Though the Pro Se+ project is designed for evacuees to represent themselves, Ghadiri felt compelled to attend the asylum interview for one particular client — a woman who had worked as a radio personality in Afghanistan. The client had received a number of threatening letters on Taliban letterhead, telling her that if she did not stop broadcasting, they would kill her family. She ignored the letters until one day, as she was leaving the radio station, a man in traditional Afghan dress pulled up to her on a motorcycle and threw acid on her, burning a large section of her neck. When the Taliban took control of Afghanistan in August 2021, she fled, knowing she could be targeted for further violence.
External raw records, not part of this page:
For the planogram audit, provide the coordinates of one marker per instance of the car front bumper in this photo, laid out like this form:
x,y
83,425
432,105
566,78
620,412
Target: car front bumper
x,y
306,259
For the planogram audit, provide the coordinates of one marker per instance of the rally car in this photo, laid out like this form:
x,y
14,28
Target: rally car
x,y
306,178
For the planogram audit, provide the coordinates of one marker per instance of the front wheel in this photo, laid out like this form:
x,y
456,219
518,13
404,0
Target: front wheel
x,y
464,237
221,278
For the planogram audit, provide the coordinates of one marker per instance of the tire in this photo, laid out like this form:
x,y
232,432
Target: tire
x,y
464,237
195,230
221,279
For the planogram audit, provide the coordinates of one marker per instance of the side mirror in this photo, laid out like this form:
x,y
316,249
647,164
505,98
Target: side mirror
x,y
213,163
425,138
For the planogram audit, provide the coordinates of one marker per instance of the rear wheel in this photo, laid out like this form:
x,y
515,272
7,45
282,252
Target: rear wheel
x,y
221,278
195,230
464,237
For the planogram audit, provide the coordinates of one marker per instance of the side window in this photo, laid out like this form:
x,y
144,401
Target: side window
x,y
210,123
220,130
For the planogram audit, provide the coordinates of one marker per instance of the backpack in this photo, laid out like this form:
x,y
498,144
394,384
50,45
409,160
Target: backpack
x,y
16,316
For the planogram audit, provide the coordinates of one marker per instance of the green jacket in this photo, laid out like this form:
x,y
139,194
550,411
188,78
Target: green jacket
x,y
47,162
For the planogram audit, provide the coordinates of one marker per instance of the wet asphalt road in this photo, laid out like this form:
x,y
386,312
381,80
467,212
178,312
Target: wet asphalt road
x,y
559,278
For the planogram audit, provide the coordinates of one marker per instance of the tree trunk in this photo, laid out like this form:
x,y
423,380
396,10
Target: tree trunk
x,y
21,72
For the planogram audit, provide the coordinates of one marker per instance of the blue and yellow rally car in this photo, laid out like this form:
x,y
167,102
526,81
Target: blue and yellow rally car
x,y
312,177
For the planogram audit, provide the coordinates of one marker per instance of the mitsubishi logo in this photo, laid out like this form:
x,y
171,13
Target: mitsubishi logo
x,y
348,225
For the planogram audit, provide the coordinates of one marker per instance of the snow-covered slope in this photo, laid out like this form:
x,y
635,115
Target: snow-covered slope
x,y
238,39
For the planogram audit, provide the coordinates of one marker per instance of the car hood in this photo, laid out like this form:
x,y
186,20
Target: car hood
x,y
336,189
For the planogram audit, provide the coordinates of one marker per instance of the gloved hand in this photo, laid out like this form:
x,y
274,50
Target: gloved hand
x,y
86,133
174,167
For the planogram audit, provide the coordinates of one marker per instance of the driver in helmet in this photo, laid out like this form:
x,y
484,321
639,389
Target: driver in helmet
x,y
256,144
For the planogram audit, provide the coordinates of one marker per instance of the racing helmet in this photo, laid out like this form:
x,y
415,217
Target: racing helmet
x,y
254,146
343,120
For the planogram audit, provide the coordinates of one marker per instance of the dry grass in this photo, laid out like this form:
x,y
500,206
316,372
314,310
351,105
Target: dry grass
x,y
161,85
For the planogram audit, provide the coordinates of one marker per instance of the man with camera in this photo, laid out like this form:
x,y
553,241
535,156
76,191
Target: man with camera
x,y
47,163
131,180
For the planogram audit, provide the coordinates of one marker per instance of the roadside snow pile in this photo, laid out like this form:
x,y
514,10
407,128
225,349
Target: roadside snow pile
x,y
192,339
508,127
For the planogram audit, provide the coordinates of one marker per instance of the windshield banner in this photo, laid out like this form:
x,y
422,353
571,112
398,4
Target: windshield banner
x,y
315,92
The client, like all who Ghadiri represents, is still awaiting a decision on her asylum application. Though Congress has ordered U.S. Citizenship and Immigration Services (USCIS) to expedite the asylum process for Afghans by issuing decisions no more than 150 days after an application is filed, Burrows says that decisions are taking longer than six months. According to USCIS data, as of October 2, 2022, the agency had received 8,200 asylum requests from Afghan evacuees; only 460 had been approved and two rejected at that time. As of the time of this filing, none of the asylum applications handled by pro bono attorneys involved in the HIAS/ABA: COI Pro Se+ Project have been decided.

In August 2022, the bipartisan Afghan Adjustment Act (AAA) was introduced in both houses of Congress to allow those Afghans who arrived in the U.S. with this temporary status to apply for permanent status through a streamlined process. Efforts to include the AAA in larger spending bills have been unsuccessful, despite wide public support and advocacy from veterans groups and immigration NGOs, including HIAS.

“The grand majority [of evacuees] have no option but to apply for asylum,” shared Ghadiri. “And unless and until the Afghan Adjustment Act gets passed, or some version of it, there is no other option but to put them into an already beleaguered system that’s already got a bunch of backlogs.”

This sentiment was echoed by Ayana Dobos, a staff attorney at HIAS affiliate JFCS Pittsburgh who has directed a number of cases to the Pro Se+ Project. While her team has assisted many clients applying for SIV status or for family-based immigrant visa petitions, others have no other path to permanent status other than asylum — and the local infrastructure is swamped.

“We have local agencies and private attorneys that practice asylum, but as you can imagine those wait lists are exponentially long,” she said.

The Pro Se+ project helps JFCS clients file for asylum much faster, and Dobos said having attorneys offer assistance remotely “is really great for our clients. A lot of them can’t get off work and go to offices all the time.”

She also shared that HIAS’ involvement was a major draw for participating in this program: “We know [they] are going to bring the best of the best to help these clients.”